The data comes from the paper Schiffner et al., J Virol. 2013 Sep;87(18):10163-72.

In [1]:
import os
import glob
import numpy as np
import pandas as pd
from pandas import DataFrame, Series
import matplotlib.pyplot as plt
import seaborn as sns
%matplotlib inline

Preview

Here is some code that can generate the above figure from raw data, but it is likely to be incomprehensible. Later we will unpack the code into the individual steps.

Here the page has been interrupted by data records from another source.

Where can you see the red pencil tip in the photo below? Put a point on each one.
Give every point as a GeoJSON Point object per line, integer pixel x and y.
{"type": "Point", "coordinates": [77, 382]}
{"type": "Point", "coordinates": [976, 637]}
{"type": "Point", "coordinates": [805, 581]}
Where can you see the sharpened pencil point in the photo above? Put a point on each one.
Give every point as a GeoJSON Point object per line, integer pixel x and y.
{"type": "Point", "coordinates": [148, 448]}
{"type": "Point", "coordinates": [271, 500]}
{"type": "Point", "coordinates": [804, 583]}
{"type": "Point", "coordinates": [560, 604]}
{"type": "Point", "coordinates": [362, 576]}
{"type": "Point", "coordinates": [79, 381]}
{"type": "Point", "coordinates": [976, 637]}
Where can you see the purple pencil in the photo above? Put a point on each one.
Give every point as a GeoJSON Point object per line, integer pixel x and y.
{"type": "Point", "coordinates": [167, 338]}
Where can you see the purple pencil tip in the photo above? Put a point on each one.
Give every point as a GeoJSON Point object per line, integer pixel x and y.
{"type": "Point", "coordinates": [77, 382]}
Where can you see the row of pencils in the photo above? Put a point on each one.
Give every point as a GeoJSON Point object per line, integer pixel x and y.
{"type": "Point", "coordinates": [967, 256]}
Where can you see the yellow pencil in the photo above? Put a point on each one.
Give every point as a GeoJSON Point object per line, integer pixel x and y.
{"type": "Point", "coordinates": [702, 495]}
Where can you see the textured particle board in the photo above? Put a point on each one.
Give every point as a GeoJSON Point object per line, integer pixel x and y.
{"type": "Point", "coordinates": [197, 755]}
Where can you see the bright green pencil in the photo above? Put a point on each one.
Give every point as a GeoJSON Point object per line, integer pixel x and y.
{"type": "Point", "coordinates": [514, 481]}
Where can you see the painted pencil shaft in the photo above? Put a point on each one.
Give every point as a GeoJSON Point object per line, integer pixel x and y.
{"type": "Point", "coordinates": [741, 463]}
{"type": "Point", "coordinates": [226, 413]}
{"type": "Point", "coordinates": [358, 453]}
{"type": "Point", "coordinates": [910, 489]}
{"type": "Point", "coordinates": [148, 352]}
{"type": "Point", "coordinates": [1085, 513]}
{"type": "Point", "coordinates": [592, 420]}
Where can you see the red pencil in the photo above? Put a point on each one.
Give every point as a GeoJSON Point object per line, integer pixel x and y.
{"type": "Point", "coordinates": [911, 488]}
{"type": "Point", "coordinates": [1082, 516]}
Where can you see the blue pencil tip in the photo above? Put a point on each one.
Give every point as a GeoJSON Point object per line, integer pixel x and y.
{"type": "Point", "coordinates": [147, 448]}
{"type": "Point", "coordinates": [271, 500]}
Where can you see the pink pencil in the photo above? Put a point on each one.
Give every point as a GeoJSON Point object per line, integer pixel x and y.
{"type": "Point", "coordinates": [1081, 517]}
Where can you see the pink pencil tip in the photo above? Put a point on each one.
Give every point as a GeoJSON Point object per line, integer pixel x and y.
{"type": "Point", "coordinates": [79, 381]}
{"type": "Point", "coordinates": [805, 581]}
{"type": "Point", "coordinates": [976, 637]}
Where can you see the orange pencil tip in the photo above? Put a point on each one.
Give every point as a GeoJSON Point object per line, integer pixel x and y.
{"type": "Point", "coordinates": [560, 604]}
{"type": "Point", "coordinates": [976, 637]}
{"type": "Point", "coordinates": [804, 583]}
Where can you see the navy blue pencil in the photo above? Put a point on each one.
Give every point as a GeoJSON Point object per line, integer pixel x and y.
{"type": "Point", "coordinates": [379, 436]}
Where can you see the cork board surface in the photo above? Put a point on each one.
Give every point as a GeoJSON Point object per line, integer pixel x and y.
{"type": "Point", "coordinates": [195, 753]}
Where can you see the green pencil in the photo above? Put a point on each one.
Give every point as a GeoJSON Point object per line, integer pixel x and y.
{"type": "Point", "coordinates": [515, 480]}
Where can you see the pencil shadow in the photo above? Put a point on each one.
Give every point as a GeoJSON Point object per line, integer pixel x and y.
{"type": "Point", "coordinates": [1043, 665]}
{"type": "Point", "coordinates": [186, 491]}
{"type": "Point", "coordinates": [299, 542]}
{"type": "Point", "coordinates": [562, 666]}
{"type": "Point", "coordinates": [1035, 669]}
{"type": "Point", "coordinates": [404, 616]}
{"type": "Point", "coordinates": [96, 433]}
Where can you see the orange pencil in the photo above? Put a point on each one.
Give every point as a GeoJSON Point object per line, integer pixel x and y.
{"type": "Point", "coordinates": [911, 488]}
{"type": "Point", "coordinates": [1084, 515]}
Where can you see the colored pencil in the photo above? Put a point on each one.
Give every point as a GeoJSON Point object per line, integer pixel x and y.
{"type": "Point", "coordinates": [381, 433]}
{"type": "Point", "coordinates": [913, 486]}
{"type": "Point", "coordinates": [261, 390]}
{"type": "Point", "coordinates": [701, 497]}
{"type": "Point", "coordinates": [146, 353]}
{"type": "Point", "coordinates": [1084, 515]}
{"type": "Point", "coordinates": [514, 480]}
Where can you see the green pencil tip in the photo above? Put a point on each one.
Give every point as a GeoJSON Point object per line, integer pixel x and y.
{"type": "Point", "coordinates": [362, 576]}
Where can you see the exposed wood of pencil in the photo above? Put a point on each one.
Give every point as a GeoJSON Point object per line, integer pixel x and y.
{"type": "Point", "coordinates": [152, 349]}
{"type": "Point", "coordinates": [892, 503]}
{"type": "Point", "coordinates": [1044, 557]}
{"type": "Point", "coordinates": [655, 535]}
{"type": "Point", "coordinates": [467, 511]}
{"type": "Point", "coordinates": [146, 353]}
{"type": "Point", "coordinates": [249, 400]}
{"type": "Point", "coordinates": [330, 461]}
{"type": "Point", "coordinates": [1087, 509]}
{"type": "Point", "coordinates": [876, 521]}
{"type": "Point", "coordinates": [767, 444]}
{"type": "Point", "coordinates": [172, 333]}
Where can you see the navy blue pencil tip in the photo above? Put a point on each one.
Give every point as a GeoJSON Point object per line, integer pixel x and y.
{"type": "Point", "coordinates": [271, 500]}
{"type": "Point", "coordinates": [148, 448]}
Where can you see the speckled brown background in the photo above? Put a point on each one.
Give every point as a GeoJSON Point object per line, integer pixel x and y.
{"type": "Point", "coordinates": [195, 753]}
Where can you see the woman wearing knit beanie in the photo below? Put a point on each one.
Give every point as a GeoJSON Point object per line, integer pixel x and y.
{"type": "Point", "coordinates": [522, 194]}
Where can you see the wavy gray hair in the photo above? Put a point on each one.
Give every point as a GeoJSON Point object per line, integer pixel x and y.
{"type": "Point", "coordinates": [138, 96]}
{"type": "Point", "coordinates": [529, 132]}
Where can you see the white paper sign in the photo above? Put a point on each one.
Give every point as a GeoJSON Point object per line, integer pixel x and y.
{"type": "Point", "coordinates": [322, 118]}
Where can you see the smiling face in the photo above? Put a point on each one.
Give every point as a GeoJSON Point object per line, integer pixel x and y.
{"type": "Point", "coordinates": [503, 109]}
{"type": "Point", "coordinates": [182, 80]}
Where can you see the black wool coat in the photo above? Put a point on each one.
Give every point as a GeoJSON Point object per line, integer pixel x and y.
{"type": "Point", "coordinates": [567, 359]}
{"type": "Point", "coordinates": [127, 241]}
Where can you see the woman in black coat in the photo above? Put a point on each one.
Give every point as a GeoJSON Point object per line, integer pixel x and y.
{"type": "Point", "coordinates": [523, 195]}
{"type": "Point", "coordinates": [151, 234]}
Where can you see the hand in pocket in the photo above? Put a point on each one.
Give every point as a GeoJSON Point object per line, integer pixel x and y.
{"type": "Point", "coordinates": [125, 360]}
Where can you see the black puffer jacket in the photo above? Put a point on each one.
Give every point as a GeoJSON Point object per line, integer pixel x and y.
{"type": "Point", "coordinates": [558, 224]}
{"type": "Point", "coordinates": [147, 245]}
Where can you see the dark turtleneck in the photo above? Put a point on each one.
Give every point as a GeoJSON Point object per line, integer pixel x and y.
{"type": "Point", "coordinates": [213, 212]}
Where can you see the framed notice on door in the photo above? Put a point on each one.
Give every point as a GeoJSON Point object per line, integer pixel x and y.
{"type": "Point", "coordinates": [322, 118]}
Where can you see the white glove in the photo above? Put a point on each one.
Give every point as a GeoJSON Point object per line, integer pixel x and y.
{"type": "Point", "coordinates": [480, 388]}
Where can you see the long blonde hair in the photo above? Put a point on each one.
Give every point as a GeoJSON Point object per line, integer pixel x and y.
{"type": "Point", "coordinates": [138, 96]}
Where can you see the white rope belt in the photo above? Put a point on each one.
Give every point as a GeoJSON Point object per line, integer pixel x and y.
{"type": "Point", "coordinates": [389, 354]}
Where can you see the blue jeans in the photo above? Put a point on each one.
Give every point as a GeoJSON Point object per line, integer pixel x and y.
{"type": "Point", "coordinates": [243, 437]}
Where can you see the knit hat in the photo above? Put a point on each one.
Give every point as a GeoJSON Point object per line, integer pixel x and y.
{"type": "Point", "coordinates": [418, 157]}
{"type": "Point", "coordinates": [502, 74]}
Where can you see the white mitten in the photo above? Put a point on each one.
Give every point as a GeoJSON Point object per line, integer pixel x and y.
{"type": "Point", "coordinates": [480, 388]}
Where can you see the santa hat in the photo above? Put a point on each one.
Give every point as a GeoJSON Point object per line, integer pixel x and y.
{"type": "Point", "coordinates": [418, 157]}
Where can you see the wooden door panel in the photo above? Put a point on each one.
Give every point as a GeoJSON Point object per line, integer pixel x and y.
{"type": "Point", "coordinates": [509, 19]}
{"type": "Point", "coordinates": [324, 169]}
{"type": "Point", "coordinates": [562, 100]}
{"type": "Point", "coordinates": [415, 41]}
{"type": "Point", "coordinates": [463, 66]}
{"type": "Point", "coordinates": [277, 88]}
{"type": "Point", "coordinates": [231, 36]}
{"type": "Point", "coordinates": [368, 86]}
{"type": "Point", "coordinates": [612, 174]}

Paths to data and metadata files

We use os.path.join to create paths to files that will work regardless of the operating system. In particular, Windows uses the forward slash while Unix and Macs use the backwards slash to separate parts of the path.

In [2]:
base_dir = os.path.join('data', 'capstone2')
meta_path = os.path.join(base_dir, 'Copy_Peptides Lib_HIV_Revised BK_20160905.txt')
pre_files = sorted(glob.glob(os.path.join(base_dir, '*pre_*anon.txt')))
post_files = sorted(glob.glob(os.path.join(base_dir, '*wk24_*anon.txt')))
pairs = list(zip(pre_files, post_files))

Step-by-step

What are the paths to files that were created?

In [3]:
base_dir
Out[3]:
'data/capstone2'
In [4]:
meta_path
Out[4]:
'data/capstone2/Copy_Peptides Lib_HIV_Revised BK_20160905.txt'
In [5]:
pairs
Out[5]:
[('data/capstone2/770 pre_20130118_S1_460_anon.txt',
  'data/capstone2/770 wk24_20130118_S2_460_anon.txt'),
 ('data/capstone2/771 pre_20130118_S3_460_anon.txt',
  'data/capstone2/771 wk24_20130118_S4_460_anon.txt'),
 ('data/capstone2/776 pre_20130118_S5_460_anon.txt',
  'data/capstone2/776 wk24_20130118_S6_460_anon.txt'),
 ('data/capstone2/778 pre_20130118_S7_460_anon.txt',
  'data/capstone2/778 wk24_20130118_S8_460_anon.txt'),
 ('data/capstone2/780 pre_20130118_S9_460_anon.txt',
  'data/capstone2/780 wk24_20130118_S10_460_anon.txt')]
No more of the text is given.